Streit um Grenzzaun zu Mexiko: Demokraten scheitern mit Widerstand gegen Trumps Veto

Epoch Times27. März 2019 Aktualisiert: 27. März 2019 8:36
Die US-Demokraten scheiterten mit dem Versuch, das Veto von Präsident Trump zu kippen. Der US-Präsident warf den Demokraten erneut vor, sie seien die Partei der offenen Grenzen und der Kriminalität.
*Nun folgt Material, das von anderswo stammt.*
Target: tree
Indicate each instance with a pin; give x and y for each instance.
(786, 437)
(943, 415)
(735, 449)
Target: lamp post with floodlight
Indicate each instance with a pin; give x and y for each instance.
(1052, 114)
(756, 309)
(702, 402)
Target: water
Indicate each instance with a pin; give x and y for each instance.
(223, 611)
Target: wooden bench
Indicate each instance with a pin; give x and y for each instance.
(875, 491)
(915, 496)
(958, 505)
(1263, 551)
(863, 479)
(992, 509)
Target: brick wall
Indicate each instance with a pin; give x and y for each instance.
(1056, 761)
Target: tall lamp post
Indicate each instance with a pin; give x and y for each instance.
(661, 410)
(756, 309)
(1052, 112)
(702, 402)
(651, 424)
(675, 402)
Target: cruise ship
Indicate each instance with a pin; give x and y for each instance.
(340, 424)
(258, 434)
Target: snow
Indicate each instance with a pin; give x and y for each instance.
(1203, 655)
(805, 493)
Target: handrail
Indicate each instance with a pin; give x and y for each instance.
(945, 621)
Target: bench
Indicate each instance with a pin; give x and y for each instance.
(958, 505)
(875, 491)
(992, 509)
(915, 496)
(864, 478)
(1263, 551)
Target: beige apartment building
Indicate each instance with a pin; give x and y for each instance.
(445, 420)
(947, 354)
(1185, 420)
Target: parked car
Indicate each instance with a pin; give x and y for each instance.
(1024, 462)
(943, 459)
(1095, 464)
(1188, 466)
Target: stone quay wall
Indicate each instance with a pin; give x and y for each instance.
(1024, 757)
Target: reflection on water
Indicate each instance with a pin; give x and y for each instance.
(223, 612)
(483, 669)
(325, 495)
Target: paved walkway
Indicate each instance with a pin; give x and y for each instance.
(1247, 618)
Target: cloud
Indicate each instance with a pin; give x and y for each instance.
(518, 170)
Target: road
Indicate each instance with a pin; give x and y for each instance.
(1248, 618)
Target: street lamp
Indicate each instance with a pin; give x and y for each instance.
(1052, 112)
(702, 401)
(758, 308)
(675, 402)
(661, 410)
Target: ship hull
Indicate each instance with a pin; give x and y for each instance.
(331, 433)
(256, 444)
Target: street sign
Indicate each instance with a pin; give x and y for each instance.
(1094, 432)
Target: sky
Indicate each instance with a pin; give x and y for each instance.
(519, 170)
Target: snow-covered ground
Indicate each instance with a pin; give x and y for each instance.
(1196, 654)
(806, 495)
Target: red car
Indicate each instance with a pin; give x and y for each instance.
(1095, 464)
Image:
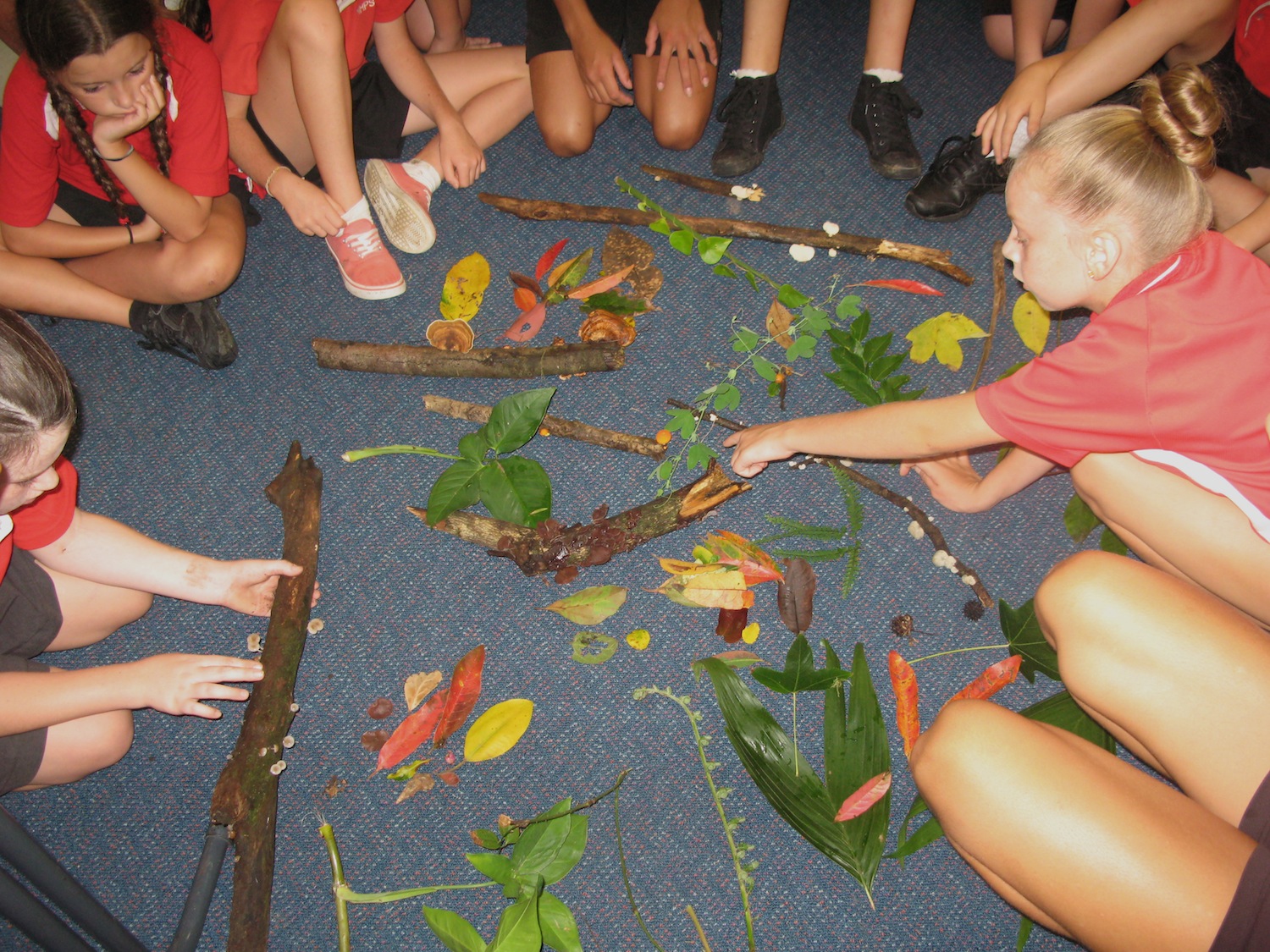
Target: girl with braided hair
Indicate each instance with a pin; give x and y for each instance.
(114, 201)
(1158, 405)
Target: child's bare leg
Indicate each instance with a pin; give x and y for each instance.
(169, 272)
(678, 119)
(566, 116)
(1175, 526)
(489, 88)
(304, 99)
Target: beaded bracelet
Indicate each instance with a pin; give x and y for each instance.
(269, 179)
(108, 159)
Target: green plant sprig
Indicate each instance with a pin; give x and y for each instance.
(744, 870)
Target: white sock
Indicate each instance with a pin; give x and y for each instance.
(886, 75)
(424, 173)
(362, 210)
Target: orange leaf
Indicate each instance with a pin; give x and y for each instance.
(525, 299)
(601, 284)
(912, 287)
(993, 680)
(874, 790)
(903, 680)
(549, 256)
(416, 729)
(527, 324)
(464, 693)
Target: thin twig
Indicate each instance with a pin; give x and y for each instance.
(909, 507)
(998, 301)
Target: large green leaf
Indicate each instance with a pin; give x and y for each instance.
(1023, 631)
(456, 933)
(782, 776)
(457, 487)
(515, 419)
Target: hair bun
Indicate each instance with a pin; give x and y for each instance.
(1183, 109)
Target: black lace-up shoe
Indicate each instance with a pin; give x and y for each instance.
(958, 178)
(752, 114)
(881, 116)
(195, 332)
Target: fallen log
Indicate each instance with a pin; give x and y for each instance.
(246, 799)
(551, 548)
(541, 210)
(554, 426)
(505, 362)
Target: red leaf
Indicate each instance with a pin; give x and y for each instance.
(993, 680)
(416, 729)
(549, 256)
(874, 790)
(903, 680)
(527, 324)
(464, 693)
(912, 287)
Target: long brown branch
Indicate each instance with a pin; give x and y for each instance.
(505, 362)
(246, 799)
(554, 426)
(540, 210)
(914, 510)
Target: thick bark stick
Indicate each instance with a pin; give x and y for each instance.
(538, 210)
(555, 426)
(508, 362)
(246, 799)
(551, 548)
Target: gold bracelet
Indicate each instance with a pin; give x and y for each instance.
(276, 170)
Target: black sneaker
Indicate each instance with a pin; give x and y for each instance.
(881, 116)
(195, 332)
(958, 178)
(752, 114)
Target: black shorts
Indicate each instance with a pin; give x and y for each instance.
(1246, 927)
(625, 22)
(380, 111)
(30, 621)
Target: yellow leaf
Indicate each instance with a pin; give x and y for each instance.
(498, 730)
(465, 287)
(1031, 322)
(940, 337)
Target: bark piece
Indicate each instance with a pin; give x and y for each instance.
(555, 426)
(508, 362)
(541, 210)
(551, 548)
(246, 799)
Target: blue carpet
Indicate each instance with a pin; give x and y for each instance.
(185, 454)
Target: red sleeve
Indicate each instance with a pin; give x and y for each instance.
(1086, 396)
(239, 30)
(198, 132)
(28, 154)
(45, 520)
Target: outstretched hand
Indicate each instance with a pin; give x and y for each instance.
(681, 25)
(178, 685)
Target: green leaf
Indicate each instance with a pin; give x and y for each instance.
(711, 249)
(589, 606)
(594, 647)
(516, 490)
(782, 776)
(559, 929)
(492, 866)
(457, 487)
(456, 933)
(1080, 520)
(681, 241)
(1023, 631)
(792, 297)
(515, 419)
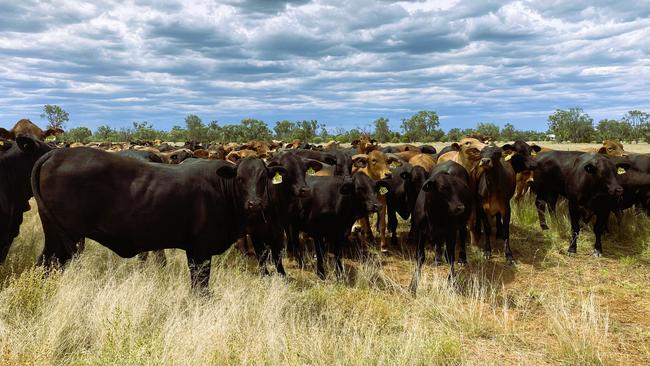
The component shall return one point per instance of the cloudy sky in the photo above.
(344, 63)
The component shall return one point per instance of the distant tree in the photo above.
(422, 127)
(105, 133)
(382, 131)
(144, 131)
(640, 123)
(489, 130)
(305, 130)
(571, 125)
(78, 134)
(178, 134)
(254, 129)
(55, 115)
(196, 130)
(284, 129)
(508, 132)
(213, 131)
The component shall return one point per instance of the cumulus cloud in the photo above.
(344, 63)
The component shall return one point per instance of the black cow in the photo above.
(141, 155)
(549, 180)
(593, 188)
(16, 161)
(333, 205)
(131, 206)
(495, 183)
(442, 209)
(286, 205)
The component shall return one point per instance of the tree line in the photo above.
(571, 125)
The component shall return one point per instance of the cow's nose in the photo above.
(254, 204)
(304, 190)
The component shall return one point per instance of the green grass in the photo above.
(549, 309)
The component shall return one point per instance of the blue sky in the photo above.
(344, 63)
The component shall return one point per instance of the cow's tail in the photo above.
(43, 210)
Die Demokraten sind mit dem Versuch gescheitert, das Veto von US-Präsident Donald Trump im Streit um den von ihm verhängten Notstand an der Grenze zu Mexiko zu überstimmen. Bei einer Abstimmung am Dienstag im US-Repräsentantenhaus kam die dafür notwendige Zweidrittelmehrheit wie erwartet nicht zustande. Die Demokraten konnten 248 Ja-Stimmen erreichen, 14 republikanische Abgeordnete stimmten für den Vorstoß der Demokraten.

Trump schrieb am Dienstagabend (Ortszeit) auf Twitter, dies sei ein großer Sieg. Er dankte den Republikanern im Repräsentantenhaus dafür, dass sie bei der Abstimmung zusammengehalten hätten. Außerdem warf er den Demokraten einmal mehr vor, sie seien die Partei der offenen Grenzen und der Kriminalität. Dies bestätige das Votum erneut.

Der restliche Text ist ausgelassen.